書きながら『この街の治安、確かにやべぇな』と思いました。

 春の収穫祭中に突然現れた異形の怪物に街は大パニックに……は陥ってはいなかった。

 20年位前から定期的に街中でもモンスターが出現する様な世界なので避難もある意味慣れたものだった。

 ちなみにモンスター出現にレム家の面々が割と絡んでいることは知られていない。

 

「おい!化け物はあそこだ!」


 魔人と化したゾフィーを見つけた警備兵達がメールに加勢しようとするが進路を塞ぐ様に刃が降り注ぐ。

 警備兵たちが驚いていると屋根の上に立つ女性が凛とした声で告げる。


「申し訳ありませんが。この戦いに手出しは無用ですわ。あなた方は住民の避難をお願い致します!」


 メールの妹、リムであった。


「だ、だが……」


「この刃より先に他者が入るのは我が姉が負けたその時です!どうしても通るなら、私がお相手致しましょう!!」


「わ、わかった。よし!お前達、逃げ遅れた人が居ないか確認だ!!」


 散っていく警備兵達を見送った末妹は広場で戦う姉に目をやる。


「あなたならきっと勝つと信じていますよ」


 一方、別の方向ではギルドの依頼でモンスターを討伐せんとする冒険者が恐ろしい光景を目の前にしていた。


「な、何だあの変態は!?魔物も重大だがあんな変態がいるなんてこの街の治安はどうなってる!?」


 彼らの目の前ではブーメランパンツに前をはだけたシャツを着て頭には白い虎のマスクをかぶった男性がポーズを決めていたのだ。

 これは疑いの余地が無い程の変態だ。

 しかもその傍には女性が一人木箱に腰を下ろしており広場の方を向いていた。


「おい、あんた!その変態から離れろ!何をされるかわからんぞ!?」


「かわいそうに。きっと恐怖で動けないんだ……だがあの変態ぶりではこちらも迂闊には近づけん!!」


 女性は次女のリリィ。

 変態は彼女の夫であるユリウスであった。


「ふむ。ねぇ君、聞いたかい?この街には危険な変態が居るらしいよ。そういう輩はきっちり取り締まって欲しいものだね」


 いや、お前だよ!!

 というツッコミが方々から飛ぶ中、変態の妻である次女は涼しい顔で妹の戦いを見学していた。


「その調子で足止めしといてね。保釈金は何とかするからさ」


「ハハハッ!保釈金だって?まるで僕が捕まるみたいじゃないか」


「ああ、なるほどね。顔が割れてないなら捕まる前に『逃げれば』問題はないわね」



「行くよ、ゾフィーちゃん!!」


 サンダーペガサススタイルにスタイルチェンジしたメールは弾丸の如く放つ拳を乱れ打ちする。

 父親が得意としている技のひとつだが魔人ゾフィーの硬質化した皮膚にはあまり効果が無い様子だ。


「ヌルイ……」


 魔人ゾフィーは両腕でメールを捕らえるとショルダースルーで投げ飛ばす。

 それに対しメールは身体を捻って着地し、カンガルーキックで応戦。顔面に一撃を叩き込む。
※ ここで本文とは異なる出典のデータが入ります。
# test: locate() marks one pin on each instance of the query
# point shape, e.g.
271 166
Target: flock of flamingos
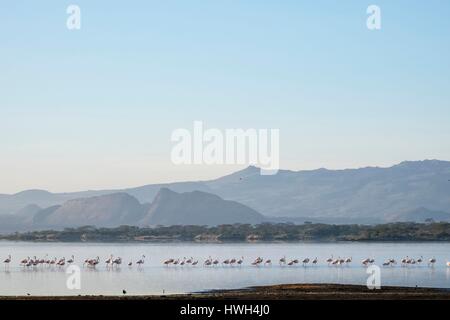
117 262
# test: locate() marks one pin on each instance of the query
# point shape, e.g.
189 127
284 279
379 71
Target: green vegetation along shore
244 233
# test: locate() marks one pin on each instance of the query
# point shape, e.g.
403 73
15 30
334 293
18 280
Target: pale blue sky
95 108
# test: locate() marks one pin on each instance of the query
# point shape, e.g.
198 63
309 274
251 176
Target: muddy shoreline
278 292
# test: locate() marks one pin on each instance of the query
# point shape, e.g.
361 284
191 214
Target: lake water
155 278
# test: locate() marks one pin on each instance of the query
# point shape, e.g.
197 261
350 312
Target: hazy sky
95 108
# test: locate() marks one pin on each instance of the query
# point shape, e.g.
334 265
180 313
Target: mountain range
409 191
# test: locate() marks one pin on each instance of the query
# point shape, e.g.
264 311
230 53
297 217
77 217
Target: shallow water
154 278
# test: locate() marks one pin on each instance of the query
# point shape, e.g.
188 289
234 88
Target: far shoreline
276 292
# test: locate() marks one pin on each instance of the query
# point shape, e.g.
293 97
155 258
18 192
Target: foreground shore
279 292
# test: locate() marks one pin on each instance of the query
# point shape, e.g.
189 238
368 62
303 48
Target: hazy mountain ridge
197 208
112 210
365 195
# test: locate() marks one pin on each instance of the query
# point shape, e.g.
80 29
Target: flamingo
109 260
141 261
330 260
167 262
432 261
117 261
61 262
25 261
207 262
7 261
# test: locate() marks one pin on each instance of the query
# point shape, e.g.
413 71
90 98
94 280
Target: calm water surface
154 278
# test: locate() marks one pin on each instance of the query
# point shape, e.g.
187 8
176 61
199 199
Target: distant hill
197 208
112 210
104 211
365 195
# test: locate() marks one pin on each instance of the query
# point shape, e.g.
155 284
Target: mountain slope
104 211
197 208
365 195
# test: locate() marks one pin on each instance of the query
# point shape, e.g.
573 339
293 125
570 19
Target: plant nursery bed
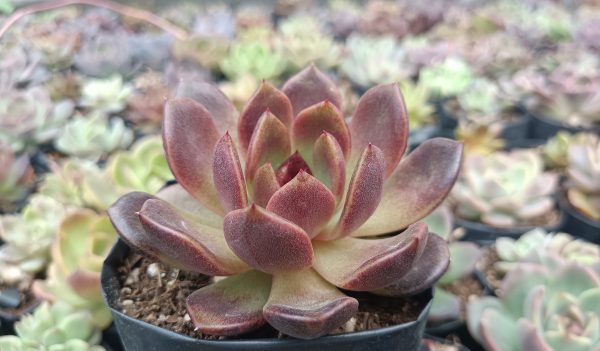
155 293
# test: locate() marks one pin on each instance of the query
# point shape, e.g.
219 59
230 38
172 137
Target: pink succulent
295 217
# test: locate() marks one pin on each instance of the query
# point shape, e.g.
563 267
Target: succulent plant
108 95
447 306
104 54
302 41
261 238
583 173
504 189
28 237
54 328
16 177
83 241
29 117
534 245
448 78
143 168
255 58
550 307
93 136
556 149
373 60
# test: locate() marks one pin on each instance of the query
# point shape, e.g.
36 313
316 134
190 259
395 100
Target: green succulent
302 41
504 189
373 60
28 237
16 177
255 58
448 78
93 136
416 98
537 243
28 117
583 172
83 241
549 307
108 95
556 149
57 327
143 168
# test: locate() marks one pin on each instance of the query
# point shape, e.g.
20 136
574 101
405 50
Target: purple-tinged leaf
189 138
292 166
311 122
381 119
329 164
231 306
311 86
303 305
264 185
366 265
426 270
178 240
417 186
266 98
228 176
363 196
213 99
304 201
266 241
269 143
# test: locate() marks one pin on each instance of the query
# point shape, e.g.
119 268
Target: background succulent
93 136
16 177
583 173
54 327
548 307
28 237
262 238
504 189
83 241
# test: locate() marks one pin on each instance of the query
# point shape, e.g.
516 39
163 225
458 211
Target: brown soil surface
156 294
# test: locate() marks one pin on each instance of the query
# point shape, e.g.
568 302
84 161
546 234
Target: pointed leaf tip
267 242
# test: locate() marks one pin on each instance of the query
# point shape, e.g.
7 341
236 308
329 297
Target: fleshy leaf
302 304
311 86
228 175
430 266
265 184
178 240
363 195
270 143
365 265
266 241
329 164
266 98
231 306
314 120
189 139
305 201
213 99
381 119
417 186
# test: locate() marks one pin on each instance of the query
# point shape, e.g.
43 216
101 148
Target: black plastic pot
579 225
484 234
137 335
544 127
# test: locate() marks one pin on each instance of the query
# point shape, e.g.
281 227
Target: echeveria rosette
540 307
277 217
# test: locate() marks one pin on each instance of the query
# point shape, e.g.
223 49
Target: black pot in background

 だが脚を掴まれそのまま振り回され近くの屋台に叩きつけられてしまった。

 更に硬質化した腕を振り上げメールを滅多打ちにする。


「ぐっ……痛くなんか、痛くなんかないっ!ゾフィーちゃんの心の痛みに比べればこんなもの!!」


 魔人ゾフィーの腕を掴むとそのまま一本背負いで壁に叩きつける。

 さらに追撃で起き上がりに飛び蹴りを放つものの姿勢を低くした相手に避けられ着地と同時に背中から組み付かれバックドロップで投げられてしまう。
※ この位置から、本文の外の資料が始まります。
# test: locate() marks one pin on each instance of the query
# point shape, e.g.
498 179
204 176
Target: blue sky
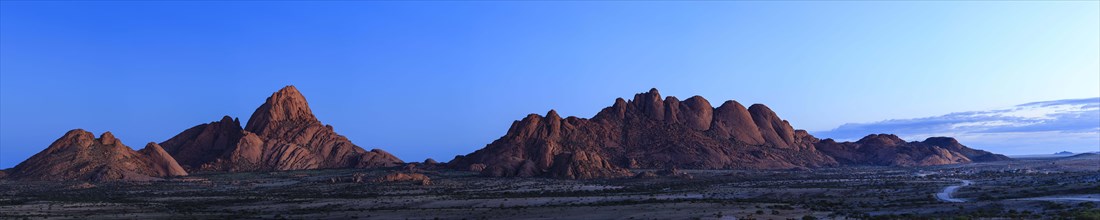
436 79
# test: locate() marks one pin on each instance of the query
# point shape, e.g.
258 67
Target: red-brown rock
889 150
283 134
647 132
78 155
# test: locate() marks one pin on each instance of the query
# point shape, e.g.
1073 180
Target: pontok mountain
889 150
78 155
650 132
282 134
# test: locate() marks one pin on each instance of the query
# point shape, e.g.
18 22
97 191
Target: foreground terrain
1067 187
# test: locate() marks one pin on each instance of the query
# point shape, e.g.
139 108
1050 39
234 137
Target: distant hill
655 132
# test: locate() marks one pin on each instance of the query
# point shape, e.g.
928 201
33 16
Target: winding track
946 195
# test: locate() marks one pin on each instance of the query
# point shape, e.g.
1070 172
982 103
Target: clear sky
436 79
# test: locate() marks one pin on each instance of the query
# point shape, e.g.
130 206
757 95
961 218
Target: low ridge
78 155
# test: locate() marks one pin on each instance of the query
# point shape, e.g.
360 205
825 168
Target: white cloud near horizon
1035 128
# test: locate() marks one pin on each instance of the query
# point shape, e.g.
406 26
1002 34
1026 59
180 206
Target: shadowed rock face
651 132
889 150
78 155
647 132
283 134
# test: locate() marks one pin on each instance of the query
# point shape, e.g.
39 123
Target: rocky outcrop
205 143
651 132
647 132
889 150
282 134
78 155
582 165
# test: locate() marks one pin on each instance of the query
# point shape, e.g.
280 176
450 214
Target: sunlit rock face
282 134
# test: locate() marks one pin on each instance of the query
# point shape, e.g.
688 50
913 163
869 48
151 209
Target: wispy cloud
1035 128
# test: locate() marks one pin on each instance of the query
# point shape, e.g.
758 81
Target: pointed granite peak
227 119
552 114
285 105
107 139
650 103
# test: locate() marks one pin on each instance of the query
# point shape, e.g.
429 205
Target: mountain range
647 131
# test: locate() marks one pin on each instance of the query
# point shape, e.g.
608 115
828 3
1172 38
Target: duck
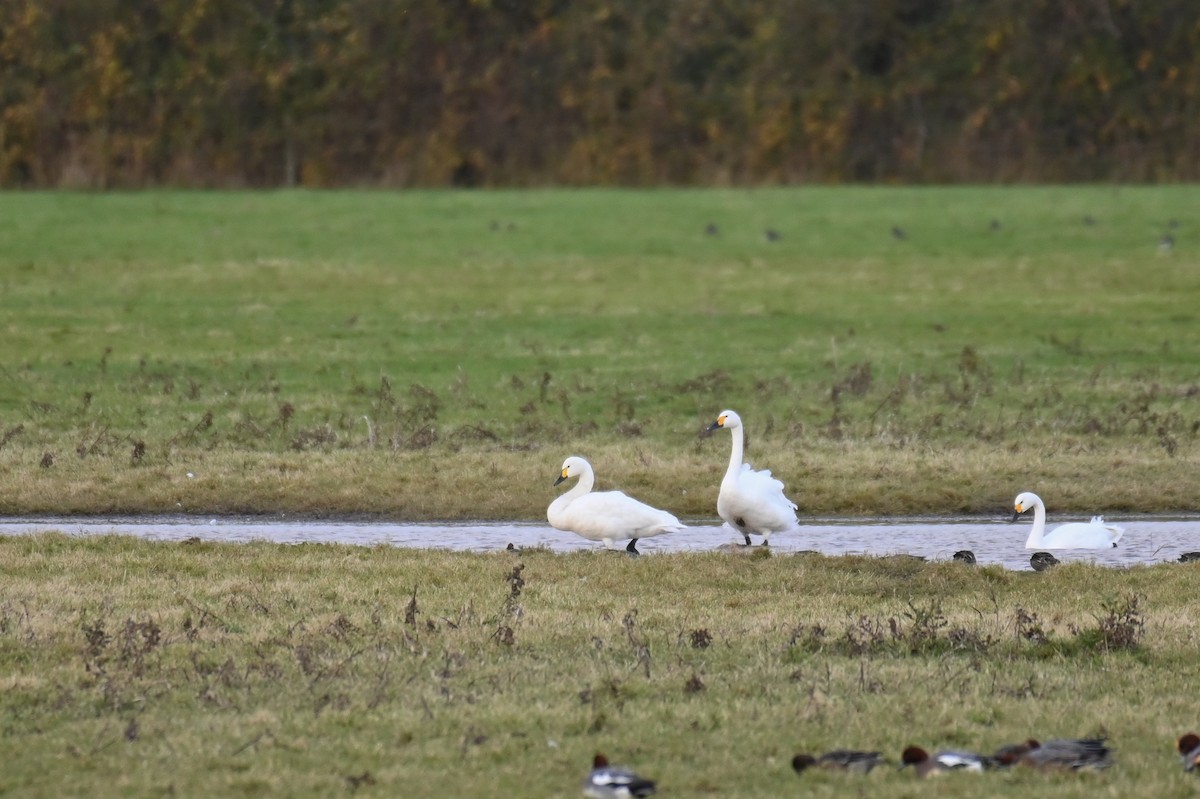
615 781
605 516
839 760
1189 750
1009 754
1042 560
942 762
753 503
1062 754
1075 535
 更なる追撃をしようと接近して来る魔人ゾフィーの足をメールは雷を纏いながら思いっきり踏みつけた。


「サンダースタンピングッ!!」


「!!!」


 一瞬敵の動きが止まるがすぐに反撃のパンチで後ろに吹っ飛ばされ地面を転がる。

 そこへ魔人ゾフィーが何度も蹴りを入れメールは転がりながらそれを受けつつ起き上がる。
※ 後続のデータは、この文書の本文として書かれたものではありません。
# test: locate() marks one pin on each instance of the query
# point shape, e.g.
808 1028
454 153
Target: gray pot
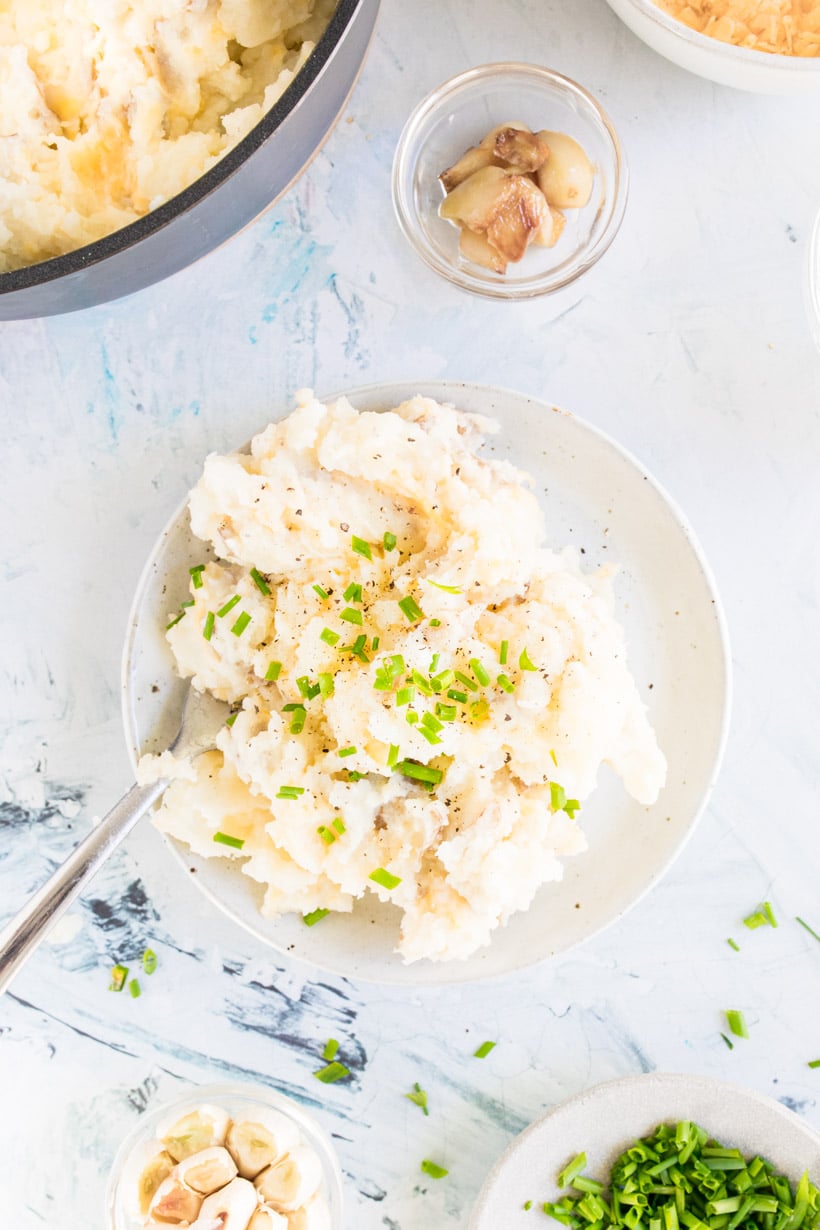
220 202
 低姿勢のタックルを放つも避けられてしまい口から噴かれた火にメールはその身を焼かれる。

 慌てて転がり火を消すが魔人ゾフィーはそんなメールの顔面を踏みにじる。


「まだだ……まだっ!!」


 メールは魔人ゾフィーの足を持ち上げるとそのまま背後に回り。


「ケリュケイオン・スープレックスだッ!!!」


 つい先刻、姉から受けた技で魔人ゾフィーを地面に叩きつけた。

 その様子を見ていたこの技本来の使い手である姉は小さく微笑んでいた。


「まだまだーっ!!」


 メールは起き上がろうとする魔人ゾフィーの背中にまたがり両腕をクラッチして思いっきり搾り上げる。


「天馬破砕締め―ッッ!!」


 力の限り搾り上げるメールの技は完全に極まっていた。

 だが……


「ギイイイイヤアアアア!!」


 咆哮をあげる魔人ゾフィーの身体が赤熱していく。

 高熱が技を掛けているメールの身体を焼き更に魔人ゾフィーがめちゃくちゃに暴れるが……


「グゥゥゥッ!離すものかっ!絶対に離しはしないッ!この腕が二度と使えなくなったとしても、このまま一気に、押し通すッッ!!」


 さらに力を籠めると鈍い破砕音と共に魔人ゾフィーの両腕が破壊された。

 魔人ゾフィーはそのまま顔面を地面に叩きつけられた。


「グゥゥゥゥ……」

 

 赤熱化が収まり身体をけいれんさせる魔人ゾフィーの姿を確認するとメールは技を解き少し距離を取って対峙。

 両腕を破壊されながらも立ち上がる魔人ゾフィーの割れた装甲の一部から黒い核の様なものが覗いているのを発見する。

 

 本能的に何をすればいいか理解したメールは拳を構えると呼吸を整え飛び上がる。


「疾風迅雷!サンダーブランディング――――ッ!!!」

 

 両拳による落雷の如き一撃を核に叩き込み打ち砕いた。


「ギャァァァッーー!!」


 悲鳴を上げ前のめりに倒れていく魔人ゾフィーの身体をメールは受け止めた。

 装甲が剥がれ落ちていき元の姿に戻ったゾフィーは息を荒げながら小さく呟いた。


「ありがとう……ね」


 安堵した表情の後、ゾフィーはゆっくりと目を閉じ息を引き取った。


「お礼なんか……お礼なんか言われる人間じゃないのに……あたしは……」


 小さく呟いたメールの頬を伝ったものが穏やかな表情で眠る少女の顔を濡らしていた。